Stopping at the truck, I raided my supplies and snagged a can of chili, some saltines, and a bottle of water for my own dinner. Back inside I kicked my boots off again and left the food on the counter. The doorknob seemed to be a good place for the dog’s leash. While I looked for a can opener and started my dinner, she explored the cabin inch by inch, with the fireplace getting most of her attention. After scraping the chili into a large bowl, and grabbing my crackers, water, and a paper towel for a napkin, I sat at the little table to eat my dinner. The dog came over, sat and alternately looked from me to my food and back.
Hunger gnawed at me, even the canned chili smelled good, but I sat for a minute and reflected, like I usually did before eating. I thought about my mom, I still missed her terribly, even though the accident had occurred over two years ago. I wondered about my dad, whom I had never met. I ached for the buddies from my unit, who had not made it back, who would never make it back. I questioned why I was the one, the only one, who had. I felt hollow. Survivor’s guilt is a term I had heard a lot.

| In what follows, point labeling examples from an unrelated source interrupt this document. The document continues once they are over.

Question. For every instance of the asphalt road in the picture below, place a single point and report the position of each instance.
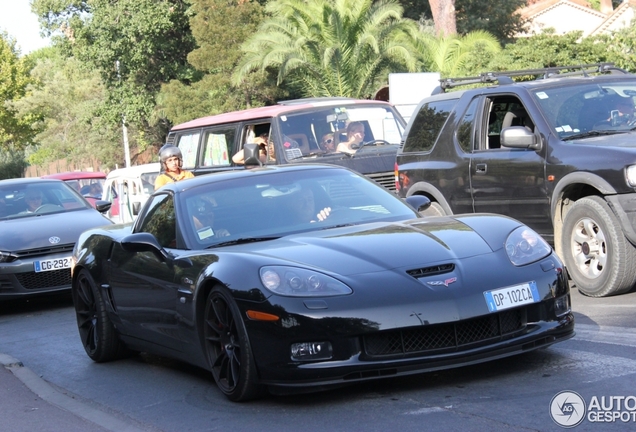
(514, 394)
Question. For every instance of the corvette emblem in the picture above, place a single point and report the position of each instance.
(445, 283)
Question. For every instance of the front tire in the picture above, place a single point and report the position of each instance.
(227, 348)
(97, 332)
(435, 209)
(599, 258)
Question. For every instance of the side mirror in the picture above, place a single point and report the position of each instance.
(102, 206)
(418, 202)
(519, 137)
(144, 242)
(251, 153)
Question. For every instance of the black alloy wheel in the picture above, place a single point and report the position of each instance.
(98, 335)
(227, 348)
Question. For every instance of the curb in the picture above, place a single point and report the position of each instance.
(47, 393)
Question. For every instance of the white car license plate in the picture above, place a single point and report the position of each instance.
(48, 265)
(516, 295)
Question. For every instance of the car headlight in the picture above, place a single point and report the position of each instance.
(298, 282)
(524, 246)
(6, 257)
(630, 175)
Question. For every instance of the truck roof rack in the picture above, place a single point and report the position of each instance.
(504, 77)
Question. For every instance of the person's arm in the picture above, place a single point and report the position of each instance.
(239, 157)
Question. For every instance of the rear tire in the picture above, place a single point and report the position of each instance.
(599, 258)
(97, 332)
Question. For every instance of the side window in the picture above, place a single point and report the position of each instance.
(160, 220)
(217, 146)
(465, 128)
(427, 125)
(505, 111)
(188, 143)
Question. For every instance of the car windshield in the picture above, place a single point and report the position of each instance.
(88, 187)
(319, 131)
(268, 206)
(20, 200)
(584, 110)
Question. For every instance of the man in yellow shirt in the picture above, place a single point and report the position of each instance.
(171, 162)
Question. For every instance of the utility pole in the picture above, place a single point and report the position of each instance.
(123, 126)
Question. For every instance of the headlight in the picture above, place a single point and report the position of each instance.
(630, 175)
(298, 282)
(6, 257)
(524, 246)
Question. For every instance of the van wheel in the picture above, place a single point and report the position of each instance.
(599, 258)
(433, 210)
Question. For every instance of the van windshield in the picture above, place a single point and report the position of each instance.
(324, 131)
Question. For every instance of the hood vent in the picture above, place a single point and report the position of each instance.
(431, 271)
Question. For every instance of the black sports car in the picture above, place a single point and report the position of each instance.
(296, 277)
(40, 221)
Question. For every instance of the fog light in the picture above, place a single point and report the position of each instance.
(562, 305)
(305, 351)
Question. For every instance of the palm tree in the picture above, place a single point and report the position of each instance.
(452, 55)
(332, 47)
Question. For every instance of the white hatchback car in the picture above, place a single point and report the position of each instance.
(134, 185)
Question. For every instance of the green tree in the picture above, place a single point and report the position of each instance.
(66, 95)
(136, 45)
(457, 55)
(548, 49)
(332, 47)
(497, 17)
(219, 27)
(15, 131)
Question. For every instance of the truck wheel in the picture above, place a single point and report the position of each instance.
(599, 258)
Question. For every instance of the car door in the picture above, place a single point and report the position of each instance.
(144, 292)
(509, 181)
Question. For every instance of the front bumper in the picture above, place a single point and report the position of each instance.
(18, 278)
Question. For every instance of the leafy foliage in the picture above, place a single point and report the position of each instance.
(332, 48)
(219, 27)
(496, 17)
(65, 95)
(458, 55)
(15, 131)
(136, 45)
(12, 162)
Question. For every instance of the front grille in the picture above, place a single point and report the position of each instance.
(431, 271)
(445, 337)
(50, 279)
(386, 180)
(45, 251)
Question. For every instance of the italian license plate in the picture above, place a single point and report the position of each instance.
(55, 264)
(516, 295)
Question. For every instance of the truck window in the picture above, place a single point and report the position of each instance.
(427, 125)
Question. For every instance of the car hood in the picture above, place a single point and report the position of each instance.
(383, 246)
(35, 231)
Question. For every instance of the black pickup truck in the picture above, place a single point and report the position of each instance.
(557, 152)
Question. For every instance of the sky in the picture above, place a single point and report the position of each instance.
(20, 23)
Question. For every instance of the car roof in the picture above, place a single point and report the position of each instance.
(76, 175)
(135, 171)
(272, 111)
(27, 180)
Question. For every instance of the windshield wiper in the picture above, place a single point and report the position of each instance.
(591, 134)
(243, 241)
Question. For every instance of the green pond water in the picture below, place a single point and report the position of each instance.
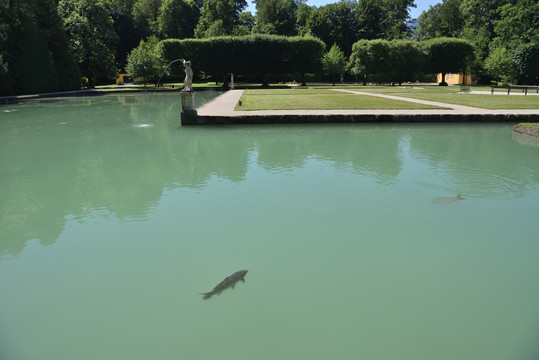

The dog had lain down and was looking at me, panting slowly, with her ears down and back. I looked at her and pondered the events of the day. Why was she in my life now? What meaning did it have that we happened to run into each other? How come it was so important to me that she stay with me? And why couldn’t I name her?
I looked back at my chili, picked up my spoon and hesitated. “You know,” I said, “my mom always had us say grace before we ate.” I turned and looked at her, “But with everything that’s happened to me, I’ve pretty much lost my faith.”
She sat up so fast I thought she must have been shocked. Her ears stood up, she stopped panting, and her eyes were bright and fixed on mine.
“What? What happened girl?”
She sat frozen, seeming not to breathe, staring at me, quivering. I reviewed what I had said, ‘pretty much lost my…’
“Faith?” I said aloud.
At that, she leaped up, planted her front feet in my side and began furiously licking my face. I started laughing and tried to push her back but she was a lot stronger than she looked. I finally got her four feet on the ground and escaped her kisses for now.
“Is that it? Is that your name? Faith?”
She barked once at me and started a crazy dance with her body bent almost into a U and her little tail wagging so hard her it shook her entire rear end. She was grinning and giving little yips of excitement. I untangled myself from the table and chair and got down on my knees with her. She gave me more kisses and threw her body into mine like she was trying to check me into the boards.
I put my arms around her and buried my face the fur around her neck. She quieted right down. I took a deep breath and whispered it into her ear, “Faith.” Then I started crying like I hadn’t cried in years.